Anthropic has created an artificial intelligence model that can autonomously find and exploit zero-day software vulnerabilities at a level that the company says surpasses decades of human security research and all existing automated tools.
A closer look at its prowess suggests potential threats to DeFi crypto infrastructure. Let’s start by discussing its capacity.
Break long-hidden vulnerabilities
Like finding a needle in a million haystacks, the Claude Mythos Preview model has a knack for uncovering software bugs that have long eluded human experts.
He found a 27-year-old bug in OpenBSD, an operating system built specifically to be difficult to hack, for less than $50 worth of computing.
It found a 16-year-old flaw in FFmpeg, the video software that powers most of the Internet’s streaming infrastructure, which had been scanned five million times by automated security tools without anyone detecting it.
He even wrote an exploit for the browser that chained together four separate vulnerabilities to break two layers of security. And he took a publicly known Linux vulnerability and turned it into a full attack in less than a day for less than $2,000, a job that would normally take a qualified human researcher weeks.

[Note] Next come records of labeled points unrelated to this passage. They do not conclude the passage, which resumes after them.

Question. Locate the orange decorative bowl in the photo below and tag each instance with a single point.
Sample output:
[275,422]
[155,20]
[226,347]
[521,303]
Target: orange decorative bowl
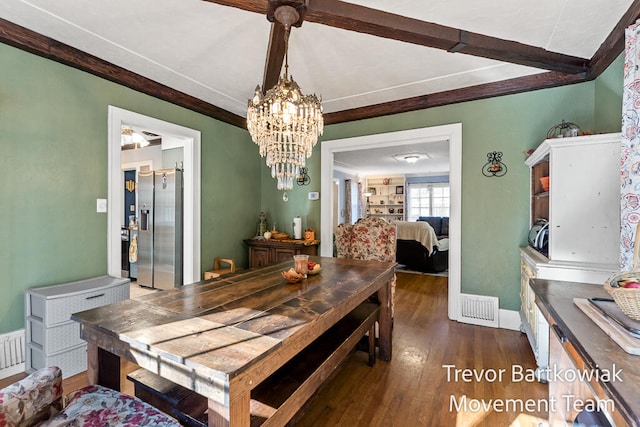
[545,183]
[291,277]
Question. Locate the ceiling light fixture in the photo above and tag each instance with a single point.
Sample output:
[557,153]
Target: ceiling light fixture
[128,137]
[411,158]
[283,122]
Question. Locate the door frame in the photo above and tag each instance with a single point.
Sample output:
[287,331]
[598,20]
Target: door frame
[176,137]
[451,133]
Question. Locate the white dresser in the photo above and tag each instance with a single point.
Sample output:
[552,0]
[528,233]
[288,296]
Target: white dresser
[52,338]
[582,206]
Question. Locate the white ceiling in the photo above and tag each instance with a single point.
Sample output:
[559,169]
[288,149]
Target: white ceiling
[217,53]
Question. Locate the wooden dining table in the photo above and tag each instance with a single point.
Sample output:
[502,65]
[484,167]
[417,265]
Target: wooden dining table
[222,338]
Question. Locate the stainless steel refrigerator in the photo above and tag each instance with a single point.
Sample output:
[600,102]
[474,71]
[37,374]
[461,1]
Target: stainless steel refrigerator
[160,198]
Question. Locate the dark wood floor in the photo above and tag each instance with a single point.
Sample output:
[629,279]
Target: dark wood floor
[413,389]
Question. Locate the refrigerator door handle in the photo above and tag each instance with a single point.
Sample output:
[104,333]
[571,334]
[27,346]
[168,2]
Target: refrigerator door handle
[144,219]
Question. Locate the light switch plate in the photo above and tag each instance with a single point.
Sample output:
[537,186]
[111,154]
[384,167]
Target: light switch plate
[101,205]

This has set alarm bells ringing in the tech industry, and rightly so, as Mythos already exists, is operational, and is discovering vulnerabilities in the code that protects users’ funds that no human or tool has found in 27 years. This is in stark contrast to recent fears about the risks of quantum computing for Bitcoin, which remain largely theoretical.

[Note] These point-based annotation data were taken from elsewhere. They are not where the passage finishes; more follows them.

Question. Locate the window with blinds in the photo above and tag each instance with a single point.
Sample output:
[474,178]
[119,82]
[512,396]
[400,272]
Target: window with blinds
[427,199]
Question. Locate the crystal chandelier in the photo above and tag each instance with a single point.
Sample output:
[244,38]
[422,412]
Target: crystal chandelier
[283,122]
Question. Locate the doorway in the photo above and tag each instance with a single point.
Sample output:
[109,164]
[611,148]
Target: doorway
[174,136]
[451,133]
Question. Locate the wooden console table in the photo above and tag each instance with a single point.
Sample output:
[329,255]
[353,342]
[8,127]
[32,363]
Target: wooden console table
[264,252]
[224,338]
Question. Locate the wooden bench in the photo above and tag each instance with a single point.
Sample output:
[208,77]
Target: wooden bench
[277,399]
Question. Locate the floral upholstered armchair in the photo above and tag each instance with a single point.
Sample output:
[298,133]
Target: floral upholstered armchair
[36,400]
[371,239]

Why should cryptocurrency developers care?
The most important findings for cryptocurrencies are found on Anthropic’s technical blog, which says that Mythos found security flaws in what the company calls “the world’s most popular cryptography libraries,” including TLS, AES-GCM, and SSH. These are critical to internet security, securing HTTPS connections, encrypting data, and allowing developers to remotely access servers that support DeFi and exchange infrastructure.
Flaws or errors in these could allow someone to forge certificates or decrypt private communications.
The risk is particularly high for DeFi protocols, which are open source software. Anyone can publicly read your code, including a model like Mythos that can autonomously catalog every weakness in a codebase at machine speed for near-zero marginal cost.
And while the roughly $200 billion locked in smart contracts on Ethereum, Solana, and other chains have been audited by humans and automated scanners, Anthropic claims Mythos operates beyond both.
The company noted that “mitigations whose security value comes primarily from friction rather than hard barriers can become considerably weaker against model-assisted adversaries.”
Multi-signature governance, which requires multiple people to approve a blockchain transaction, time locks, which delay a transaction for a set period, and audit reports as proof of security are all friction-based defenses. In simple terms, it means that these measures slow things down rather than blocking an attack at the code level.
So far, it hasn’t shaken market valuations. The CoinDesk DeFi Select Index has gained 7% in 24 hours, outperforming bitcoin and ether, as the temporary ceasefire between the United States and Iran has reinforced risk sentiment. But looking ahead, traders may want to keep an eye not only on macroeconomic factors, but also on developments around Mythos, given its potential implications for blockchain software and security.
All that said, the Mythos model will not be released to the general public just yet, but will instead be shared with a select group of 40 software giants, such as Google, Apple and Microsoft, under ‘Project Glasswing’.